In this, the latest installment of ZL1 test videos from Chevrolet, entitled “Going for Broke: Perfecting the All-New Camaro ZL1” we get a closer look at the 24 hour track torture test that the new Chevy supercar underwent during development. The test was meant to stretch every system on the car to its limit, especially the new Magnetic Ride Control and Performance Traction Management system.

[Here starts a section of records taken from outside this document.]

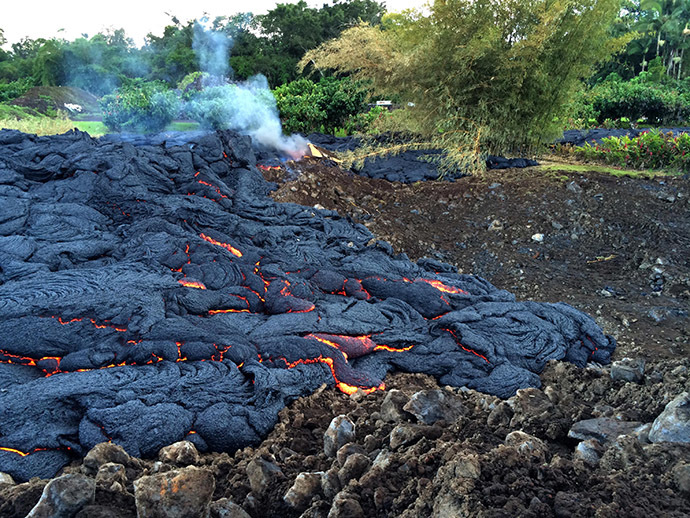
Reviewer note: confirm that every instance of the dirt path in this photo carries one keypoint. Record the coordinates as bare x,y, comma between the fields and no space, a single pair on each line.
617,248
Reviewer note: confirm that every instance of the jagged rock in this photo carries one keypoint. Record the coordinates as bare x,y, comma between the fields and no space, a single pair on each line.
429,406
112,475
345,506
628,369
175,494
673,424
347,450
303,489
500,415
181,453
602,429
330,483
392,406
354,467
225,508
589,451
339,432
262,474
65,496
622,454
104,453
681,476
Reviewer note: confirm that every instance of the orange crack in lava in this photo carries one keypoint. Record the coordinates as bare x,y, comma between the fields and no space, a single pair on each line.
26,454
438,285
192,284
354,346
343,387
228,247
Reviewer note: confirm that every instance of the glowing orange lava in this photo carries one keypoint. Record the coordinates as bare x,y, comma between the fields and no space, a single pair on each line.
192,284
228,247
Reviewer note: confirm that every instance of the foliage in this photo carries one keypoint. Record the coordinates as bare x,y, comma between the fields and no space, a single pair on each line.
14,89
10,111
497,72
650,150
306,106
37,124
139,106
640,99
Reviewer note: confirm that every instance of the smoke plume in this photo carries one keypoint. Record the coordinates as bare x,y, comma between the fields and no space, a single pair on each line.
247,107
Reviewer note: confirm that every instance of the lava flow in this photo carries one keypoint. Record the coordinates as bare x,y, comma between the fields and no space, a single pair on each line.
214,316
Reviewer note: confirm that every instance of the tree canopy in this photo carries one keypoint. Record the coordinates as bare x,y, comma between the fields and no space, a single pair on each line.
489,71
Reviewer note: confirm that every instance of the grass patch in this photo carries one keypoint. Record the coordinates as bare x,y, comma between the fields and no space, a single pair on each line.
98,129
93,128
38,125
553,167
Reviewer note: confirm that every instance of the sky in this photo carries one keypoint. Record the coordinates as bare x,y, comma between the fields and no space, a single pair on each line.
69,19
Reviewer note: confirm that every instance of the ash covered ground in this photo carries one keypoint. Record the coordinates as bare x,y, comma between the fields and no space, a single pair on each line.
477,455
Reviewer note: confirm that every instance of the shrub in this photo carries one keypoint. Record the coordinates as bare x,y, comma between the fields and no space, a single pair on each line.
9,91
655,103
306,106
650,150
140,106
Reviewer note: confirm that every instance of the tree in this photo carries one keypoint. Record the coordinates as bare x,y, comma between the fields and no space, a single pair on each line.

As you will remember from our previous story on the ZL1’s 24 Hour Test, the car was subjected to 40 minute track sessions, adding up to 4 hours of track time each day over the course of 6 days at GM’s Milford proving grounds. The video gives us several good looks at the ZL1 as it rips around the track, and as cars will often do when driven to the limit – things break. The ZL1 does make a trip to the garage to fix a problem after a little off track excursion, but they never tell us specifically what went wrong, only that it was “something unusual.” One of the engineers in the video says, “The whole idea of the test is to break the car, so it’s not necessarily a failure when we’ve broken something on the car. We want to make sure we break it before a customer goes out and tries to duplicate what we are doing and breaks it themselves.”
The engineers also get into several specifics of what makes the ZL1 track ready right out of the box, such as: better brakes, a differential cooler, an additional fuel pick up in the gas tank for hard cornering, stiffer rear cradle mounts, stronger rear half-shafts, stiffer control arms, and a dual mode exhaust.
We are left with this final thought about the extreme test: “There is track capability, and then there is track durability or endurance. To me endurance is being able to make the car do what it is designed to do, lap after lap, all day long.”